Il Segreto di Susanna et Une Tragédie florentine, deux œuvres du début du XXème siècle, d’une petite heure chacune, deux drames à huis-clos, ou plus exactement un faux drame, puis un vrai de vrai, avec la jalousie comme fil conducteur.

Le rideau du Segreto di Susanna s’ouvre sur un charmant intérieur moderne, au sens du design « futuriste » des années 1960-1970, meublé de 3 divans allongés, tableaux et autres pots de fleurs et vases – les décors sont réalisés par Virgile Koering. Une haute fenêtre voûtée servira de support à des projections vidéo – qui n’accaparent pas la totalité de l’attention du spectateur ! – et laissera voir tour à tour un beau ciel bleu, Susanna sous sa douche, puis la fumée… de cigarette.

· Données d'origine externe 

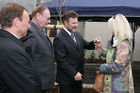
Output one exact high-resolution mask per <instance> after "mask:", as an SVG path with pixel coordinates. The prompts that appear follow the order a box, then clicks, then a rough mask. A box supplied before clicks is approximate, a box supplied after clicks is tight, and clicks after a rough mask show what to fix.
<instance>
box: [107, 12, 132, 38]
mask: <svg viewBox="0 0 140 93" xmlns="http://www.w3.org/2000/svg"><path fill="white" fill-rule="evenodd" d="M108 25H109V29H110V30H111V31H112V33H113V35H114V38H115V39H120V38H123V39H128V40H131V39H132V30H131V27H130V25H129V23H128V21H127V19H126V18H125V16H123V15H122V14H117V15H115V16H113V17H112V18H110V19H109V20H108Z"/></svg>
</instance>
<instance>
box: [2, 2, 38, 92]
mask: <svg viewBox="0 0 140 93" xmlns="http://www.w3.org/2000/svg"><path fill="white" fill-rule="evenodd" d="M28 22H29V13H28V11H27V9H25V8H24V7H22V6H20V5H18V4H15V3H8V4H6V5H5V6H3V8H2V9H1V12H0V24H1V26H2V29H0V93H40V78H39V74H37V72H36V68H35V66H34V64H33V62H32V60H31V59H30V57H29V55H28V54H27V52H26V51H25V48H24V46H23V43H22V41H20V40H19V39H20V38H21V37H23V36H25V35H26V33H27V29H28V28H29V27H30V24H29V23H28Z"/></svg>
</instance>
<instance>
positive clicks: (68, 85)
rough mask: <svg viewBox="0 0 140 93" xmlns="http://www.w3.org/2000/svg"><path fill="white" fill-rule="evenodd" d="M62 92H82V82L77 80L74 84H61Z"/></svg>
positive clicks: (73, 83) (76, 92)
mask: <svg viewBox="0 0 140 93" xmlns="http://www.w3.org/2000/svg"><path fill="white" fill-rule="evenodd" d="M59 88H60V93H82V82H81V81H75V82H73V83H72V84H66V85H59Z"/></svg>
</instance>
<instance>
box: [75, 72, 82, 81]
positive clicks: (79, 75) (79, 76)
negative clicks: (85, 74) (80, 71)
mask: <svg viewBox="0 0 140 93" xmlns="http://www.w3.org/2000/svg"><path fill="white" fill-rule="evenodd" d="M74 79H75V81H79V80H82V74H81V73H79V72H78V73H77V74H76V75H75V77H74Z"/></svg>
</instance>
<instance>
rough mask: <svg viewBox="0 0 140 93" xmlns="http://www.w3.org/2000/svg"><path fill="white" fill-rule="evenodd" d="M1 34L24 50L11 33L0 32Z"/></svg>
mask: <svg viewBox="0 0 140 93" xmlns="http://www.w3.org/2000/svg"><path fill="white" fill-rule="evenodd" d="M1 33H2V35H3V36H4V37H6V38H9V39H10V40H12V41H13V42H15V43H16V44H18V45H19V46H20V47H22V48H23V49H24V50H25V47H24V45H23V43H22V41H21V40H20V39H17V38H16V37H15V36H13V35H12V34H11V33H9V32H7V31H5V30H1Z"/></svg>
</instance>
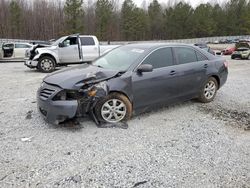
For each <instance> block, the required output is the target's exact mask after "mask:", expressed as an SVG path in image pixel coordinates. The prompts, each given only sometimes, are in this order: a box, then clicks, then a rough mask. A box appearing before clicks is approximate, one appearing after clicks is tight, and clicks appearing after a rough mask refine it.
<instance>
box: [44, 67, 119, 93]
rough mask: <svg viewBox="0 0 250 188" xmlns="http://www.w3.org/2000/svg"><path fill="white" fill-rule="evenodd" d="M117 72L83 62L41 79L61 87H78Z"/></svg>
mask: <svg viewBox="0 0 250 188" xmlns="http://www.w3.org/2000/svg"><path fill="white" fill-rule="evenodd" d="M118 73H119V72H118V71H114V70H108V69H103V68H99V67H96V66H93V65H89V64H84V65H80V66H76V67H72V68H67V69H64V70H61V71H57V72H55V73H52V74H49V75H48V76H46V77H45V78H44V79H43V81H44V82H46V83H48V84H53V85H57V86H60V87H61V88H63V89H80V88H81V87H82V86H83V85H85V84H86V83H87V82H88V83H89V82H93V83H94V82H100V81H102V80H106V79H109V78H112V77H114V76H115V75H117V74H118Z"/></svg>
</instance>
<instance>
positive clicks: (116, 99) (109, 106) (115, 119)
mask: <svg viewBox="0 0 250 188" xmlns="http://www.w3.org/2000/svg"><path fill="white" fill-rule="evenodd" d="M126 113H127V108H126V105H125V104H124V103H123V101H121V100H119V99H111V100H108V101H106V102H105V103H104V104H103V105H102V109H101V115H102V118H103V119H104V120H105V121H107V122H110V123H117V122H119V121H121V120H122V119H123V118H124V117H125V116H126Z"/></svg>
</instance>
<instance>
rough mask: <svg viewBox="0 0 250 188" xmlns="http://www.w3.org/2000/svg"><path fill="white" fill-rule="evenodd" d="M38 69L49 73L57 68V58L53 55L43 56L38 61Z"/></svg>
mask: <svg viewBox="0 0 250 188" xmlns="http://www.w3.org/2000/svg"><path fill="white" fill-rule="evenodd" d="M38 70H40V71H41V72H45V73H49V72H52V71H54V70H55V60H54V59H53V58H52V57H49V56H44V57H41V58H40V60H39V62H38Z"/></svg>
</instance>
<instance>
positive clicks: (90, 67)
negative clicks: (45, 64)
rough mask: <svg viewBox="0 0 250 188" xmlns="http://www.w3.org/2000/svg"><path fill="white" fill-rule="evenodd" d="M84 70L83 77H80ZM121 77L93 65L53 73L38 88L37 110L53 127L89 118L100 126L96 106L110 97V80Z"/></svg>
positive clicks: (118, 74) (82, 73)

Car là est bien le secret : Susanna fume à l’insu de son mari, alors que celui-ci pense qu’un amant fumeur le rend régulièrement cocu.

Il Segreto di Susanna : Michelle Cannoccioni (la Contessa Susanna) et Gilles Yanetti (Igor) © Marc Ginot / Opéra National de Montpellier

Cette intrigue, à contre-courant complet de nos campagnes anti-tabac de ces dernières années, serait toutefois un peu ténue, si ce n’était la musique de Wolf-Ferrari, qui dépeint au plus près les situations d’angoisse, d’attente ou de coups de théâtre, dans la pure lignée du Falstaff de Verdi. Sous la baguette de Bernhard Kontarsky, la soprano Michelle Canniccioni (la Contessa Susanna) et le baryton Ales Jenis (il Conte Gil) sont les composantes idéales, à la fois vocalement et physiquement, du couple en crise. Le troisième rôle est muet : le valet Igor (Gilles Yanetti) rappelle curieusement la sorcière du dessin animé Blanche-Neige, avec sa bosse et ses yeux exorbités.
D’autres personnages font irruption sur le plateau, comme Sherlock Holmes ou l’inspecteur Colombo, qui enquêtent, et troquent volontiers leur pipe et vieux cigare contre un généreux joint offert par la maîtresse de maison. Le metteur en scène René Koering a choisi en effet de remplacer ici la cigarette par le pétard, ce qui donne l’occasion à Igor d’arroser la marijuana.
On remarque enfin, et ceci sera le petit trait d’union entre les deux œuvres, que Gil, joue comme un grand enfant avec sa Ferrari miniature téléguidée. La mini Ferrari se transforme en superbe Testa rossa, qui continuera d’effectuer de petites marches avant et arrière, et testera le bon fonctionnement de ses phares, pendant toute la durée de la Tragédie florentine.
Avec à nouveau les Koering père et fils à la réalisation, le décor est à présent tout noir, faiblement éclairé de flammes et de rares projecteurs, bien en phase avec le sombre drame qui va se jouer. L’ouverture montre les ébats sensuels de Bianca et son amant, sous un drap du même rouge écarlate que celui de la Ferrari, et qui marquera, avec les riches étoffes du marchand Simone, descendues plus tard des cintres, les touches de couleurs les plus marquantes du spectacle. La belle mezzo Kate Aldrich (Bianca) et le ténor Robert Künzli (Guido Bardi) répondent vaillamment aux exigences de tension de la partition, avec un volume qui semble affaibli : la porte du garage est restée ouverte en fond de scène, pour les besoins de manœuvres de la voiture… Le rôle beaucoup plus développé de Simone est défendu avec brio par le baryton-basse Pavlo Hunka, avec un son homogène, expressif et plein, du grave à l’aigu, et qui semble idéal pour certains emplois wagnériens.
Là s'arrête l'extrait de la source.